Ogni volta che l’Istat diffonde i dati sull’andamento della popolazione del Paese si susseguono le solite dichiarazioni che non sappiamo neanche se vanno definite imbarazzanti o lapalissiane.
La ministra per la famiglia Roccella sottolinea che “il piccolo calo attuale conferma il calo demografico in corso da decenni” (insomma quasi come “un piccolo passo per l’uomo, un grande passo per l’umanità”).
Il ministro Valditara, in perfetto “stile Lapalisse”, sottolinea che il rapporto fra scuola demografia è assolutamente centrale.
I sindacati, non oggi ma in ogni circostanza, ripetono che il calo demografico deve essere una occasione per diminuire il numero degli alunni per classe e magari anche per aumentare gli organici.

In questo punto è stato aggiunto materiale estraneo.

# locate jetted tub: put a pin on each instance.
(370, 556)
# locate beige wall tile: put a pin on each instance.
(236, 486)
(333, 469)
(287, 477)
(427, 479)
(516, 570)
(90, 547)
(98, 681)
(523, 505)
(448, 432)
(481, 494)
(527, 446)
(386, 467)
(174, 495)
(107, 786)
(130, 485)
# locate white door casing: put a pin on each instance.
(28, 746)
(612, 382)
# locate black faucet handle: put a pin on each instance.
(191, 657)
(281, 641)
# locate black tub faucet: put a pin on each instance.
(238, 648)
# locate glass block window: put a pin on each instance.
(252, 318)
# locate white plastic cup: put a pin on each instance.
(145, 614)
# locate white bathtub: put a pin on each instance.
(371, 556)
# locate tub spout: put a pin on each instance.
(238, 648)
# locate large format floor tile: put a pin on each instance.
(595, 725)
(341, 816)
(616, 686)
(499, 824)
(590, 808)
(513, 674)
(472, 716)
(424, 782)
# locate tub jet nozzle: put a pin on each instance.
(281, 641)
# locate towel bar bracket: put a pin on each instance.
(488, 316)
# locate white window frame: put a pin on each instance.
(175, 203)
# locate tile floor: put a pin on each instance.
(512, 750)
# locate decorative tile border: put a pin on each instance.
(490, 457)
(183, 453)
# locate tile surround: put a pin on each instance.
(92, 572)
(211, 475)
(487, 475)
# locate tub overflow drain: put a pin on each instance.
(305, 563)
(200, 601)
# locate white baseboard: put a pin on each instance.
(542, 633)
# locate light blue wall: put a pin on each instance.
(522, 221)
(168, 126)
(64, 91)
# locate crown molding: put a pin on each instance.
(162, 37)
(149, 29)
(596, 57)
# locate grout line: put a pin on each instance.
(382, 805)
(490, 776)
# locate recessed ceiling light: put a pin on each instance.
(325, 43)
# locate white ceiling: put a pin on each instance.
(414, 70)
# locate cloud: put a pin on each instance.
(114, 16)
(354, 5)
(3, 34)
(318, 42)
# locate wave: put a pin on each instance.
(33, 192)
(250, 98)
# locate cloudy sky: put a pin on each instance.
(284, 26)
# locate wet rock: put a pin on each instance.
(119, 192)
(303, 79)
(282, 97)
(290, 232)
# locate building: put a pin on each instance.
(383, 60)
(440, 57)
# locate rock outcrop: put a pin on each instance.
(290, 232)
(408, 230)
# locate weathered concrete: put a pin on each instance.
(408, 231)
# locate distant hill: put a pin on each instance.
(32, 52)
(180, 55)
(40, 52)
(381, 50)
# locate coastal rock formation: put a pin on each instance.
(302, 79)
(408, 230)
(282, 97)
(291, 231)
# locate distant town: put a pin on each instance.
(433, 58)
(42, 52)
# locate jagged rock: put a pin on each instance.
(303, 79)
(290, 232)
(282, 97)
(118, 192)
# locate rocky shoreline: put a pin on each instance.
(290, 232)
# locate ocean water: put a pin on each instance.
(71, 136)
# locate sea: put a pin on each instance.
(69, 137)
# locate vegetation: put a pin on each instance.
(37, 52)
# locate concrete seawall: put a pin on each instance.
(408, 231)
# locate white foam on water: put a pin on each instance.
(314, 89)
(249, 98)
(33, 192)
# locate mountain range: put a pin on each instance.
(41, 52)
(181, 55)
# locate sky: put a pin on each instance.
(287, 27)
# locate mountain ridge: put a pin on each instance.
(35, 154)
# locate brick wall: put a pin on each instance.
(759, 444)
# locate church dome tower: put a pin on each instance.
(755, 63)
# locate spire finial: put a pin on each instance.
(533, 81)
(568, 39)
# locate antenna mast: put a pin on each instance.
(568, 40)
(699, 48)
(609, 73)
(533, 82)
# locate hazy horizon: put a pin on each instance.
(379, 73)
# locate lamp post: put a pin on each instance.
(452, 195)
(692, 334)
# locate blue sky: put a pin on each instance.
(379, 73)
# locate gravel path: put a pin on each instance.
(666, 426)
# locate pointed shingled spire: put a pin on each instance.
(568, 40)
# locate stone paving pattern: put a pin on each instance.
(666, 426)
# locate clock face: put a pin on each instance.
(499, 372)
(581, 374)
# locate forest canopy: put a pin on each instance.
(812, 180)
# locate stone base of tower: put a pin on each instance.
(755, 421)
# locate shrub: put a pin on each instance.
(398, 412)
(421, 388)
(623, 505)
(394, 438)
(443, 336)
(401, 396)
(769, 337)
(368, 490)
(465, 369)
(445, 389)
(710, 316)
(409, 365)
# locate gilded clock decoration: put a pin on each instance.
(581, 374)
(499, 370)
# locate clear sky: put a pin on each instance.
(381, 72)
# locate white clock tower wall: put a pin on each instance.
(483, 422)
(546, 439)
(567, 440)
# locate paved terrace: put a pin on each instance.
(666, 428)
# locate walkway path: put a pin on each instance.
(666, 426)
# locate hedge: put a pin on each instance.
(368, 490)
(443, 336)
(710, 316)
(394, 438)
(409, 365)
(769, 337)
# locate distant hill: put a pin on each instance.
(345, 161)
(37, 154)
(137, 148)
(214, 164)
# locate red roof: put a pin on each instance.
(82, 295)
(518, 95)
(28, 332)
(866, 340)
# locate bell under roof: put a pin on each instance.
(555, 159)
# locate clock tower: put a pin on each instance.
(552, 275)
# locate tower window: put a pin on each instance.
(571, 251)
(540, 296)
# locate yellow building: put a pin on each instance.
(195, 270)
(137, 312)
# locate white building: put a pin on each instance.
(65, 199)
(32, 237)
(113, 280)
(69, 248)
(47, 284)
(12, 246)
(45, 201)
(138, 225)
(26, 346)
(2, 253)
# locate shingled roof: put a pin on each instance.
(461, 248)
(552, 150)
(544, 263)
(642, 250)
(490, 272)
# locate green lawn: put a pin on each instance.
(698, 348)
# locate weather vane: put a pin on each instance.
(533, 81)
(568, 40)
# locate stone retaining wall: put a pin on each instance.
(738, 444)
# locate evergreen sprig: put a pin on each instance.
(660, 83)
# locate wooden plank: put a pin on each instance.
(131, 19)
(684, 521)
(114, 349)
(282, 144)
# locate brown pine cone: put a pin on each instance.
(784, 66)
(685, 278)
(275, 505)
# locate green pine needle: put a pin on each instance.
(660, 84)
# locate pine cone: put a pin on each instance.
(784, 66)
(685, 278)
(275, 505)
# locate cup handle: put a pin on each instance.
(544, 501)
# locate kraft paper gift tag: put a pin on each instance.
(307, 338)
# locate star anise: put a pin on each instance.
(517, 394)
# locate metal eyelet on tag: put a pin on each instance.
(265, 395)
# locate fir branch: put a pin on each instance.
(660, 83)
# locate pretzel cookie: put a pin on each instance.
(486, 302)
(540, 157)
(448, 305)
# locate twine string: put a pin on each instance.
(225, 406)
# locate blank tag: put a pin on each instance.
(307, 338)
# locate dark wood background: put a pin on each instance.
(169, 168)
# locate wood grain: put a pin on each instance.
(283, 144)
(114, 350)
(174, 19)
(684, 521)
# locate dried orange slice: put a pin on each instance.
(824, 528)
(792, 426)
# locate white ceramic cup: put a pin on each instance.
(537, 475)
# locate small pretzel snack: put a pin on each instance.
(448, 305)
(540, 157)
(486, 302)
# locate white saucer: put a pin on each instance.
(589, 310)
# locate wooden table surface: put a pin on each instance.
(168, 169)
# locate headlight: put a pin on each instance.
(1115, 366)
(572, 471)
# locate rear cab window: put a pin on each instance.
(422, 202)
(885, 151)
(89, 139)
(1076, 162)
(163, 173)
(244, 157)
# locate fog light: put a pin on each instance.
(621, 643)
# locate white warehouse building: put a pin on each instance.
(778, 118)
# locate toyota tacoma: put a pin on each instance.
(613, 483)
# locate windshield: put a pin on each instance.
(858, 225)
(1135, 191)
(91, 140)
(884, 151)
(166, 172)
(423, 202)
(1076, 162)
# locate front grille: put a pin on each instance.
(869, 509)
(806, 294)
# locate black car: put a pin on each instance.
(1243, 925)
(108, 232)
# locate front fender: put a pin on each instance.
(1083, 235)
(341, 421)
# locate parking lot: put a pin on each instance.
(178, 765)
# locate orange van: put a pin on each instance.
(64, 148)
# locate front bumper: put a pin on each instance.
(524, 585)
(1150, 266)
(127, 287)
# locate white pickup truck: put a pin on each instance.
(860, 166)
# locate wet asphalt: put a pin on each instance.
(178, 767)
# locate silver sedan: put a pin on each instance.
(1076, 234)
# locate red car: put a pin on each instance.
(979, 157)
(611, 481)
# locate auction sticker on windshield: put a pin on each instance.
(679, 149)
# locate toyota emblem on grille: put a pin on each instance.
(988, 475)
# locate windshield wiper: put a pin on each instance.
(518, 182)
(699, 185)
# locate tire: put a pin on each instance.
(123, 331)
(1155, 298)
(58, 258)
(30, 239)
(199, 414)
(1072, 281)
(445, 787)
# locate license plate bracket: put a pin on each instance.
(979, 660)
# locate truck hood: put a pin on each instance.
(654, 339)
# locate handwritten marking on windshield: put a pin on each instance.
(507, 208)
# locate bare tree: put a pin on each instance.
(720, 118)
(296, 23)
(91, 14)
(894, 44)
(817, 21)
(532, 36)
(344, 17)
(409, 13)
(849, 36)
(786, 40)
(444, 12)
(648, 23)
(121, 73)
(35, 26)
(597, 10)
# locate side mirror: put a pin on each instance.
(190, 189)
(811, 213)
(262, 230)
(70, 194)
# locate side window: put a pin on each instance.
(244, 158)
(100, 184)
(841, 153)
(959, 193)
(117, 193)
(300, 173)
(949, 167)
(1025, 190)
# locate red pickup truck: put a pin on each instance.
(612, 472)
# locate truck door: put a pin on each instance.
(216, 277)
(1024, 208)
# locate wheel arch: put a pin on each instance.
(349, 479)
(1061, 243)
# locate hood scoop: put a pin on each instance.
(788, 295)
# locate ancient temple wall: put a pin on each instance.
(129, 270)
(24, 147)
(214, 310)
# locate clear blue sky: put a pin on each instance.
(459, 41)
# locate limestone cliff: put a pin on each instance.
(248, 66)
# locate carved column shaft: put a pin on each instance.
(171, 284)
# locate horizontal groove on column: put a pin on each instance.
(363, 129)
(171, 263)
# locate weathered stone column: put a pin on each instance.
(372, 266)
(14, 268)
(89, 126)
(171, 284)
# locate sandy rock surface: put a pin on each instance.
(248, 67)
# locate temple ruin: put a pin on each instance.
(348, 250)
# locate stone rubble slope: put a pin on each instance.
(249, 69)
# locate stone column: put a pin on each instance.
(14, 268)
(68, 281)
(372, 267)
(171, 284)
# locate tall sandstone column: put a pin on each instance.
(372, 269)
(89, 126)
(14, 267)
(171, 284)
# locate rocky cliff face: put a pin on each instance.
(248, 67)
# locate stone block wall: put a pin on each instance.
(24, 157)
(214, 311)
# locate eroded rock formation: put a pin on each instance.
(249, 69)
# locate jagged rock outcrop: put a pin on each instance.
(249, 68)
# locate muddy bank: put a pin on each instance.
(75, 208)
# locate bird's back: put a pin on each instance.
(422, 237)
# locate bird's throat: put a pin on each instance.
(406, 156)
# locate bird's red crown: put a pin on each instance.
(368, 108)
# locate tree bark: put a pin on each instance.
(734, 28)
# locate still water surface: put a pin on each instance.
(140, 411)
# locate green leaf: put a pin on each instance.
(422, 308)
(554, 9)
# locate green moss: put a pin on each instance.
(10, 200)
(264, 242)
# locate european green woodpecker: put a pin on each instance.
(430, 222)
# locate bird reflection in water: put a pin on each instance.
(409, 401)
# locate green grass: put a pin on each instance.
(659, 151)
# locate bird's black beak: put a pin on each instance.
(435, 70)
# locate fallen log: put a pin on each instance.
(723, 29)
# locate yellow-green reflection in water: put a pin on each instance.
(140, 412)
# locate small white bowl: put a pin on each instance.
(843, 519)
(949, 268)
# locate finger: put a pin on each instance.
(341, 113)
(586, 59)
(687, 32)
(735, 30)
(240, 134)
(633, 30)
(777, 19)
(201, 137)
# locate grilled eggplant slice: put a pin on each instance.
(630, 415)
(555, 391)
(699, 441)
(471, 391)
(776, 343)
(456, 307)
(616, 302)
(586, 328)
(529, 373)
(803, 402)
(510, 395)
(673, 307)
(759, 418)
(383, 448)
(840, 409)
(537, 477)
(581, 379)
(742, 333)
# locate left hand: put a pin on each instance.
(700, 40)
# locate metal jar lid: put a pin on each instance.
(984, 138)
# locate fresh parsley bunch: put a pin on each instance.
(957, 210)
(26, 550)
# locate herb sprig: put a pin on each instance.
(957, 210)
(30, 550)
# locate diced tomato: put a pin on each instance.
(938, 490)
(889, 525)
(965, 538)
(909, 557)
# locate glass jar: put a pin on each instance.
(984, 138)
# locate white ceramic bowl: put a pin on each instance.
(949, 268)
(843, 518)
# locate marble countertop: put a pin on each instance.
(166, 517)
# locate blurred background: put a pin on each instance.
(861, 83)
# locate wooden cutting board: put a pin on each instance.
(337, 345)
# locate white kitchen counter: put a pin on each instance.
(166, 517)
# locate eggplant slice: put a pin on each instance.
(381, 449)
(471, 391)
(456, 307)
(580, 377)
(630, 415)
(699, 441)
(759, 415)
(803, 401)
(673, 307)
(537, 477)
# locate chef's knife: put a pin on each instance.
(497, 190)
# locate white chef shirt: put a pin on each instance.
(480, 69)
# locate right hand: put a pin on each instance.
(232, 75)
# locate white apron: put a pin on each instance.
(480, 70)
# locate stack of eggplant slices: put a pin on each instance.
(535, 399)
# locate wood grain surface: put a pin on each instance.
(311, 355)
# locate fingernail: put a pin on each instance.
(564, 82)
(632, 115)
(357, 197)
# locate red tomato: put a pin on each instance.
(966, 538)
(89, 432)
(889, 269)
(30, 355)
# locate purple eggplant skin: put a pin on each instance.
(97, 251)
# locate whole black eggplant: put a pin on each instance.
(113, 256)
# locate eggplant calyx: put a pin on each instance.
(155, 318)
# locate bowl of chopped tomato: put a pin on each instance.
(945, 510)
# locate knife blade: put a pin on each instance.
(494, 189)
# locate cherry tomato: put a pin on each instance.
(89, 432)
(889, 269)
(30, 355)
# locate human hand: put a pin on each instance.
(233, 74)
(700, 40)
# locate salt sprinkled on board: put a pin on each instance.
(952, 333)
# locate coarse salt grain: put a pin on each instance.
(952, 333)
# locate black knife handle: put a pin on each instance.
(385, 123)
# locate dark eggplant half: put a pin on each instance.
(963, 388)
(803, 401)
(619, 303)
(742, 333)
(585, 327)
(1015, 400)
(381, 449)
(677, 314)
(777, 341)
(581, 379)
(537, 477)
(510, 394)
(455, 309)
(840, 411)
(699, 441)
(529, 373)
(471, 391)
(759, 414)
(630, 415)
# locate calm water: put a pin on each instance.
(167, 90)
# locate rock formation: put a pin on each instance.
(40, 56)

Di tanto in tanto c’è chi si lancia in proclami accattivanti (bonus-bebé, asili nido per tutti, per esempio) che non vanno però a toccare le ragioni profonde per cui oggi, in Italia, la natalità è in calo (ragioni che, peraltro, non sono chiare neppure ai demografi e ai sociologi).
Sembrano scarseggiare riflessioni e analisi un po’ meno superficiali che riguardino invece i problemi dell’organizzazione della scuola.
Facciamo alcuni esempi fra i tanti che si potrebbero fare: esistono piani sistematici per “riconvertire” ad uso sociale e culturale gli spazi scolastici che inevitabilmente risulteranno inutilizzati nel prossimo decennio?
Si potrebbe incominciare a pensare ad una diversa organizzazione didattica della scuola primaria in modo da evitare che le classi vengano formate facendo riferimento esclusivamente all’età anagrafica degli alunni?
Perché il vincolo dell’età anagrafica si può superare soltanto nelle scuole “pluriclassi” che hanno poche decine di alunni in tutto?
Perché, nelle realtà periferiche ed extracittadine, non incentivare progetti di ricerca per realizzare “scuole di comunità” che possano accogliere non solo gli alunni fra i 6 e i 14 anni ma anche giovani o adulti con funzioni tutoriali o di insegnamento laboratoriale?
Ma di idee ce ne possono essere ancora molte altre, bisogna però avere la voglia e il coraggio di discuterle ed eventualmente di sperimentarle.
L’inerzia attuale non serve a nulla se non a rendere sempre più difficile qualsiasi soluzione.
La sensazione è che molti preferiscano stare a guardare per poter poi imprecare contro il “destino cinico e baro” quando non si sarà più nulla da fare.